Sad news this week as Sugarhouse BBQ has announced plans for their impending closure. Posting to Facebook and Instagram the restaurant offered the following information:
SugarHouse BBQ is closing its doors. Our last day will be mid-August. From Red Bones to SugarHouse BBQ it’s been a pleasure serving this community over the last 26 years! To our employees past and present, thank you. You helped form and create who we are and we couldn’t have done it without you.”
The news came seemingly out of the blue for long-time fans who took to social media to understand the announcement. No official reason for the closure was provided leaving online well-wishers to speculate, many recognizing the difficulties of the ongoing road work surrounding 21st South; something I wrote about last year in some detail. Originally located around the corner on 7th East, the business moved to its present location back in 2013 – indeed that move was one also spurred by local transportation construction.
The restaurant first lit the flames back in 1996, originally known as Red Bones, with a focus on Memphis-style barbeque; an approach that eschews lashings of sweet saucing in favor of showcasing the nuances of dry rub. The restaurant offered most of the typical standbys, ribs through brisket, with a particularly juicy turkey that was always a crowd pleaser for my money. You can see it pictured top, in a particularly greedy plate I piled for myself.
Speaking of sauces, I’d long been an admirer of their lineup – one that offered substantially more than sweet, sweeter, and sweetest. A sharp cayenne hot sauce sat alongside a golden mustard sauce while SBBQ’s Carolina pig sauce was also a standout – a cider vinegar base helping enliven the slow-smoked pork.
At this time the restaurant has only offered “mid-August” for their planned closure. With that in mind, if you’d like to raise a rib with the crew and reminisce, my advice would be to act swiftly before the month’s end. And also grab a couple of bottles of their sauces to go…
Purchase a subscription
Subscribe to our paid newsletter for $5 and help keep our stories free of automated advertising
Subscribe NowOther useful links
- Free newsletter – signup and receive our weekly newsletter for free
- Food talk group – chew the fat with other like-minded Utah foodies over on Facebook.
- Best of SLC 2024 – what you can’t miss in the Beehive right now.
Hi, I’m Stuart, nice to meet you! I’m the founder, writer and wrangler at Gastronomic SLC. I’m a multiple-award winning journalist and have written in myopic detail about the Salt Lake City dining scene for the better part of seventeen years.
I’ve worked extensively with multiple local publications from Visit Salt Lake to Salt Lake Magazine, not least helped to consult on national TV. Pause those credits, yep, that’s me! I’m also a former restaurant critic of more than five years, working for the Salt Lake Tribune. I’m largely fueled by a critical obsession with rice, alliteration and the use of big words I don’t understand. What they’re saying about me: “Not inaccurate”, “I thought he was older”, “I don’t share his feelings”.
Want to know more?
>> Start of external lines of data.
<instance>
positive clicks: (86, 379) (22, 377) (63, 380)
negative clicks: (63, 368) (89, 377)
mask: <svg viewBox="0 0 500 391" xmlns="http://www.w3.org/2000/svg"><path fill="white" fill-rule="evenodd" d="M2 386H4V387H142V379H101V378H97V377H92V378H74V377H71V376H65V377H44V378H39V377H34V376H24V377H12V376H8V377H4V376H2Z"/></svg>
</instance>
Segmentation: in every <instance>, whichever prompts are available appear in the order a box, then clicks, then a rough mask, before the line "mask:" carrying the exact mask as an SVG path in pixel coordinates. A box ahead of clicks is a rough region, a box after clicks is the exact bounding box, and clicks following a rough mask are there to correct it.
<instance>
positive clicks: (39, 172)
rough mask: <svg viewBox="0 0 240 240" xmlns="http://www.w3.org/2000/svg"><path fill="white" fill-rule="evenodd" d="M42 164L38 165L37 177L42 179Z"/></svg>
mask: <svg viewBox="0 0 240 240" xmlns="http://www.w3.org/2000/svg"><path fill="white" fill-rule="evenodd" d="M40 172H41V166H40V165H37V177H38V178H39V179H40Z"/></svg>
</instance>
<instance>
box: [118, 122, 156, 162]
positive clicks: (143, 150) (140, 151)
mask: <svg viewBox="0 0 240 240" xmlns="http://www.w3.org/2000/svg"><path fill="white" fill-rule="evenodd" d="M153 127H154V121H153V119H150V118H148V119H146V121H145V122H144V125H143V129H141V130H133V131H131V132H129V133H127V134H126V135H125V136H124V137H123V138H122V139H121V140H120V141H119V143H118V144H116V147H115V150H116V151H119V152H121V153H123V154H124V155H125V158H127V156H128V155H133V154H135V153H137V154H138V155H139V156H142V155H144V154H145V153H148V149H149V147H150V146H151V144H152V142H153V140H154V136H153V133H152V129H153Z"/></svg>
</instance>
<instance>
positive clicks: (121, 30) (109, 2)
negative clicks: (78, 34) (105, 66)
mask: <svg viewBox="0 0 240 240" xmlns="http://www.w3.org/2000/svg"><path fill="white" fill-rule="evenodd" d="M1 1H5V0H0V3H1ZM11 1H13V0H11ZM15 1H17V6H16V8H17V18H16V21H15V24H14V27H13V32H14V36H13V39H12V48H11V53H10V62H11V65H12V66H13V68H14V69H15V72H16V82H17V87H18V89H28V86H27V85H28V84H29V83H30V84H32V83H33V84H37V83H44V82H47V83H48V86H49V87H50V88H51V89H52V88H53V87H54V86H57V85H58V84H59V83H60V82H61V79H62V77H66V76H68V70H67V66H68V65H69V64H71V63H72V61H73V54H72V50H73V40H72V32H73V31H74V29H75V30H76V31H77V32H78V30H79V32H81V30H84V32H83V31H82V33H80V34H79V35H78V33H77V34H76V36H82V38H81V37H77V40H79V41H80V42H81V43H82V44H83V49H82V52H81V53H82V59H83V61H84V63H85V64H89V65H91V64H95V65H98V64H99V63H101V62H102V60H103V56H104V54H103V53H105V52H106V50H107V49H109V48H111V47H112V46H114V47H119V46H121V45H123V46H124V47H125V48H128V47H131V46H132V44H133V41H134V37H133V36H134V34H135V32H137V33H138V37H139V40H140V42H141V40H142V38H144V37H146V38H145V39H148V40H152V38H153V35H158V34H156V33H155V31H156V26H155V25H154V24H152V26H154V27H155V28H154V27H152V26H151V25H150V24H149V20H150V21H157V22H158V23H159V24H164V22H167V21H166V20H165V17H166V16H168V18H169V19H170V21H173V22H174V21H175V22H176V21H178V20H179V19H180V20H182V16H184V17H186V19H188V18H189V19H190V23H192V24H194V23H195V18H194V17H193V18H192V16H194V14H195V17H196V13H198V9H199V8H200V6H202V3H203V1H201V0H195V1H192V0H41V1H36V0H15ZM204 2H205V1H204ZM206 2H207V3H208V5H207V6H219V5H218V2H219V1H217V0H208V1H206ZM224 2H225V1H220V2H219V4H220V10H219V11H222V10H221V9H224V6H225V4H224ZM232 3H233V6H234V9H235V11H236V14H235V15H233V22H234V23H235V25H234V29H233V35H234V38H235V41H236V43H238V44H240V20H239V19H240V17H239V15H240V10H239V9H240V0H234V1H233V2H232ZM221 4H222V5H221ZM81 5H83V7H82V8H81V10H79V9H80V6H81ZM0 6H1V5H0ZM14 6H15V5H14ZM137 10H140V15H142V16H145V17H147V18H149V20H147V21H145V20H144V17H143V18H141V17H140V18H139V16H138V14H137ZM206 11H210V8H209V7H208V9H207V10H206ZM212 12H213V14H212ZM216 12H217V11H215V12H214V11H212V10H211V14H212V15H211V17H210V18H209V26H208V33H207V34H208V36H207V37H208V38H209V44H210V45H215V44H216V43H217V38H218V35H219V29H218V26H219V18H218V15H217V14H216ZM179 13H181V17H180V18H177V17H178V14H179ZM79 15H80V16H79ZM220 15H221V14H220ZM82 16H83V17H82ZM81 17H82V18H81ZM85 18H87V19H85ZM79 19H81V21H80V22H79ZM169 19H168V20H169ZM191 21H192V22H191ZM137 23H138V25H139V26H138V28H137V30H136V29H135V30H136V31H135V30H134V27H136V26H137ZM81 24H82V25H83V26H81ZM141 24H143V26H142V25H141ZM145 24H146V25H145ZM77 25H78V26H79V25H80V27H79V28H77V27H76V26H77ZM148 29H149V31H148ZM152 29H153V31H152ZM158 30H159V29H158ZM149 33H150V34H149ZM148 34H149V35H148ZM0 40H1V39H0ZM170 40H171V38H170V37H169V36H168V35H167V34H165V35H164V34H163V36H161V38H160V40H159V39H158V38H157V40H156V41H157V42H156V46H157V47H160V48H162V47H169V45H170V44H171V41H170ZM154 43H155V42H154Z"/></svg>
This is why I am the way I am.
This article may contain content provided by one of our paid partners. These are some of the best businesses in Utah. For a list of all our current and past relationships see our partnership history page.
Unfortunately, their quality started going downhill over ten years ago. That’s when we stopped going.
I would agree with that statement. I would add it wasn’t just the food that went downhill.
This news brought tears to my eyes. SugarHouse Barbecue is a staple in the community and we eat there regularly. Great environment for a quick lunch or treating the family to dinner. Very very sad. Assuming that all of the road construction in this area had something to do with the owners decision; very hard to get around in SugarHouse right now and don’t know of anyone that is happy with the situation. Encourage the community to eat there soon.
I went there once three years ago. It was not good at all.
Interesting that they did not try and sell it. Most local iconic brands that survive, when the owners want to retire they sell it.
Rent rates and operations costs are clearly up across the board for restaurant operators.
Honestly the quality has not been the same for years. I met my brother their for years and years and after he passed away I went the to honor his memory and hardly touched the food we always got the same plate and but after that last visit I never returned. I’m sad for whatever happened there that made the quality of food and service drop so significantly because it use to be a place of happy memories.
Dang. See I thought they already went out of business. After reading this article, I realized they moved just slighlty east of where they used to be. My entire friend group used to go there ALL THE TIME. None of us knew they just moved and didn’t go out of business. I have hundreds of friends and we all used to go. How did NONE of us know they just moved!? Our group was probably one of the if not the biggest group that kept them in business. This makes me sad.
Probably because of the same communication used to announce their closing.
This is really too bad. I think the construction on 21st south coupled with the fact of having to temporarily close during Covid really affected the ownership financially.
I Always thought they had the best wings and enjoyed going there with my family after Utah football games or getting takeouts to watch an Utah game.